Let’s consider the following subclassed model, which follows the same structure as the model from the first section:

keras_model_simple_mlp <- function(num_classes, 
                                   use_bn = FALSE, use_dp = FALSE, 
                                   name = NULL) {
  # define and return a custom model
  keras_model_custom(name = name, function(self) {
    # create layers we'll need for the call (this code executes once)
    self$dense1 <- layer_dense(units = 32, activation = "relu")
    self$dense2 <- layer_dense(units = num_classes, activation = "softmax")
    if (use_dp)
      self$dp <- layer_dropout(rate = 0.5)
    if (use_bn)
      self$bn <- layer_batch_normalization(axis = -1)
    # implement call (this code executes during training & inference)
    function(inputs, mask = NULL) {
      x <- self$dense1(inputs)
      if (use_dp)
        x <- self$dp(x)
      if (use_bn)
        x <- self$bn(x)

model <- keras_model_simple_mlp(num_classes = 10)

First of all, a subclassed model that has never been used cannot be saved.

That’s because a subclassed model needs to be called on some data in order to create its weights.

Until the model has been called, it does not know the shape and dtype of the input data it should be expecting, and thus cannot create its weight variables.
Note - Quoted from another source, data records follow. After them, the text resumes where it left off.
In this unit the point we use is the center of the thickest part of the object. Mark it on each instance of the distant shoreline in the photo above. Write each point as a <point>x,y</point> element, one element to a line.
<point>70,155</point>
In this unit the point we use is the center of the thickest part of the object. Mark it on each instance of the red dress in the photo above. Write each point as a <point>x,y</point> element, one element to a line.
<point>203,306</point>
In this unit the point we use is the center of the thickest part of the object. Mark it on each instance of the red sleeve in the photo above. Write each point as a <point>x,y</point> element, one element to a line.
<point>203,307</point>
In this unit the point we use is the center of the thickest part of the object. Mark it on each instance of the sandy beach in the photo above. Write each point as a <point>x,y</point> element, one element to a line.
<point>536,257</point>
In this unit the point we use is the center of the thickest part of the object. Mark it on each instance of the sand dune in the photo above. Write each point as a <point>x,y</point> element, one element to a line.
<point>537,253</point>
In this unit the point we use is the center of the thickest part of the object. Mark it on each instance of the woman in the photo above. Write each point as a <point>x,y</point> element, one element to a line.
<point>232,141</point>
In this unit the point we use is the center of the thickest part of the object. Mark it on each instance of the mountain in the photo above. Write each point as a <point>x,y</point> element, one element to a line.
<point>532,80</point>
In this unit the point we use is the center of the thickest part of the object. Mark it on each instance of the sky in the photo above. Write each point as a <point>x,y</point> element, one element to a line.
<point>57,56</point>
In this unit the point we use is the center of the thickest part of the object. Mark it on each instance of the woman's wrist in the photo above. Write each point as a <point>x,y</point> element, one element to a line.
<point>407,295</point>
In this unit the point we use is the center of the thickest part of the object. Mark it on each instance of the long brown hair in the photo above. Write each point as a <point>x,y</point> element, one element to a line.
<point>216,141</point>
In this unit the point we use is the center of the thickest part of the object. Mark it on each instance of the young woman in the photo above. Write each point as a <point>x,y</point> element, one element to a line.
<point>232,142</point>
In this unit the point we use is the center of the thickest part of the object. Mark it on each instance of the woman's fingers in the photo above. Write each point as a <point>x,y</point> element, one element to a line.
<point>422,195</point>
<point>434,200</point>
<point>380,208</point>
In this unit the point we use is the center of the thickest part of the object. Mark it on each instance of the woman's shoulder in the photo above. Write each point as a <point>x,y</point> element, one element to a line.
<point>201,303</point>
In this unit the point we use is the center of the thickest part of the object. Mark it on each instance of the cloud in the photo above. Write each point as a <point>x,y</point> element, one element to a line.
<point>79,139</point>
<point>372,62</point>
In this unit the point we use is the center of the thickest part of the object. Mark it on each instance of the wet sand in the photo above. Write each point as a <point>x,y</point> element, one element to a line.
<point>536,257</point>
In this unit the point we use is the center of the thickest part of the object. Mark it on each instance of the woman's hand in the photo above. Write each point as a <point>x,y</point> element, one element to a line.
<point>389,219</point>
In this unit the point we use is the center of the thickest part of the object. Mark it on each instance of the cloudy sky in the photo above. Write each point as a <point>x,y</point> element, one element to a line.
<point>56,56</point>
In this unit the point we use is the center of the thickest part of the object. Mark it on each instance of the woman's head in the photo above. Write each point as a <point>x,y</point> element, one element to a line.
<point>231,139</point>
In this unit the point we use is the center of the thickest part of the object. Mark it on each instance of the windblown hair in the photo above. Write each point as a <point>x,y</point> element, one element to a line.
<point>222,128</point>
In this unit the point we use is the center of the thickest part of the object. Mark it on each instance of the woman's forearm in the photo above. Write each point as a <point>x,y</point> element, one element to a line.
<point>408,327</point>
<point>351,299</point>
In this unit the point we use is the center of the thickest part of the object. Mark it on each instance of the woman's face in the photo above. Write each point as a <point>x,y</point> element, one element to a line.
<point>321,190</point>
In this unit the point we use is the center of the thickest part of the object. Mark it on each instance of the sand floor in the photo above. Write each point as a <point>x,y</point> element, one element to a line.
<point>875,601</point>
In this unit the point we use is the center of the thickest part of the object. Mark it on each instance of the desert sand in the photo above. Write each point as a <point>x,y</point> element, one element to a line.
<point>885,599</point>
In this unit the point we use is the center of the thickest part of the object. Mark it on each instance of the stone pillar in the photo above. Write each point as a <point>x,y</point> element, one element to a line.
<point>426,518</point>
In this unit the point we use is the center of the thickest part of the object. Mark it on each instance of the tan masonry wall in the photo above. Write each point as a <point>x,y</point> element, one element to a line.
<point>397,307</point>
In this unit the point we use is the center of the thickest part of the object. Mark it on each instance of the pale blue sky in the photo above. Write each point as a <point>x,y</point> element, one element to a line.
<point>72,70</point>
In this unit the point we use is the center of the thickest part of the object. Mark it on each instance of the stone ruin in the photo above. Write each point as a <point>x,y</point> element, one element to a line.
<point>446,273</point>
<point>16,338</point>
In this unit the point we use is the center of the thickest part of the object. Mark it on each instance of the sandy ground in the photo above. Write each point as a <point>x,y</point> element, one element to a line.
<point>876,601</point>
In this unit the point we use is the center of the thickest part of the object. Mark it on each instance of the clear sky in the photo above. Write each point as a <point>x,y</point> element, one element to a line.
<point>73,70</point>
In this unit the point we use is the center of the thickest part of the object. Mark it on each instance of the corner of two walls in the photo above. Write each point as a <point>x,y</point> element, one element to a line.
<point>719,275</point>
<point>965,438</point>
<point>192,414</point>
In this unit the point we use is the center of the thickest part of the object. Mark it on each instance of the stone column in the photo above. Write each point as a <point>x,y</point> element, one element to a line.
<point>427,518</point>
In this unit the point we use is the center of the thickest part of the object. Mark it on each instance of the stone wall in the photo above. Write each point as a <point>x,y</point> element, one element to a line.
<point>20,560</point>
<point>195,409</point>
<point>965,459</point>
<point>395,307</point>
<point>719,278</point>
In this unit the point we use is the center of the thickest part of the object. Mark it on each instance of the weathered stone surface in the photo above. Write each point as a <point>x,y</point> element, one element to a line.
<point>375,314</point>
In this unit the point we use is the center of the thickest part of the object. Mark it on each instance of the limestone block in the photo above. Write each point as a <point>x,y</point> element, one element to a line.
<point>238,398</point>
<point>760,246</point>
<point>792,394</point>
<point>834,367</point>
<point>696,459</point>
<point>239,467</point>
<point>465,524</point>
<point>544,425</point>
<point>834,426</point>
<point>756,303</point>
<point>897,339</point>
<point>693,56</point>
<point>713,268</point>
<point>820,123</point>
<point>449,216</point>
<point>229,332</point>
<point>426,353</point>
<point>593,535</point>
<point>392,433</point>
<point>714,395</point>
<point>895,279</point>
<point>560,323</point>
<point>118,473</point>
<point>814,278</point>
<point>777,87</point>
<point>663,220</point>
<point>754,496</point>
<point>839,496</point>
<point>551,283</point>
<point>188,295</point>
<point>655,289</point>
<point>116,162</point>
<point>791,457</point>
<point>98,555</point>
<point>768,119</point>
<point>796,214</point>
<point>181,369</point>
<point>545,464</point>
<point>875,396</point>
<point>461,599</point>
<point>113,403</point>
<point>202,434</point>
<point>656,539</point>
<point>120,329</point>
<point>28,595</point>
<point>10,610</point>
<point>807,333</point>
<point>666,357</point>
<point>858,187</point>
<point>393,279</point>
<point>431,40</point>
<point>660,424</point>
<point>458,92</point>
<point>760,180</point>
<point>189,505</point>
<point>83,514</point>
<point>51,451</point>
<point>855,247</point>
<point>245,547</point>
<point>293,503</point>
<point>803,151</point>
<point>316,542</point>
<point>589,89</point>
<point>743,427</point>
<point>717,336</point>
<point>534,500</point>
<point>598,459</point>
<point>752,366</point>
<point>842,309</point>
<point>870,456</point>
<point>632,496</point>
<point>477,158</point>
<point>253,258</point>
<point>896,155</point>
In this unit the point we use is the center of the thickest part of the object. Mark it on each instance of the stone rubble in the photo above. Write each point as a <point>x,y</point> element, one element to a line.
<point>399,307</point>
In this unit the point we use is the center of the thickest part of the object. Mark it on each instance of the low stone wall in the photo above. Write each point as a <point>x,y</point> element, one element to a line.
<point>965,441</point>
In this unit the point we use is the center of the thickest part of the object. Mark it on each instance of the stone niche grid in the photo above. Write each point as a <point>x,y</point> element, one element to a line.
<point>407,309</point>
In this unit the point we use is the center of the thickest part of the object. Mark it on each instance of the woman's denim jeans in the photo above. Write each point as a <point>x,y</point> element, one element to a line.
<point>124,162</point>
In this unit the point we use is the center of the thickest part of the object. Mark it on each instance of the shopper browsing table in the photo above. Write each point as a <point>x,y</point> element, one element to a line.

You may remember that in the Functional model from the first section, the shape and dtype of the inputs was specified in advance (via layer_input) – that’s why Functional models have a state as soon as they’re instantiated.

Let’s train the model, so as to give it a state:

model %>% compile(loss = "sparse_categorical_crossentropy",
                  optimizer = optimizer_rmsprop())

history <- model %>% fit(x_train, y_train, batch_size = 64, epochs = 1)

The recommended way to save a subclassed model is to use save_model_weights_tf to create a TensorFlow SavedModel checkpoint, which will contain the value of all variables associated with the model: - The layers’ weights - The optimizer’s state - Any variables associated with stateful model metrics (if any).

save_model_weights_tf(model, "my_weights")
# Save predictions for future checks
predictions <- predict(model, x_test)
# Also save the loss on the first batch
# to later assert that the optimizer state was preserved
first_batch_loss <- train_on_batch(model, x_train[1:64,], y_train[1:64])

To restore your model, you will need access to the code that created the model object.

Note that in order to restore the optimizer state and the state of any stateful metric, you should compile the model (with the exact same arguments as before) and call it on some data before calling load_weights:

new_model <- keras_model_simple_mlp(num_classes = 10)
new_model %>% compile(loss = "sparse_categorical_crossentropy",
                  optimizer = optimizer_rmsprop())

# This initializes the variables used by the optimizers,
# as well as any stateful metric variables
train_on_batch(new_model, x_train[1:5,], y_train[1:5])

# Load the state of the old model
load_model_weights_tf(new_model, "my_weights")

# Check that the model state has been preserved
new_predictions <- predict(new_model, x_test)
all.equal(predictions, new_predictions)

# The optimizer state is preserved as well,
# so you can resume training where you left off
new_first_batch_loss <- train_on_batch(new_model, x_train[1:64,], y_train[1:64])
first_batch_loss == new_first_batch_loss

You’ve reached the end of this guide! This covers everything you need to know about saving and serializing models with Keras in TensorFlow 2.0.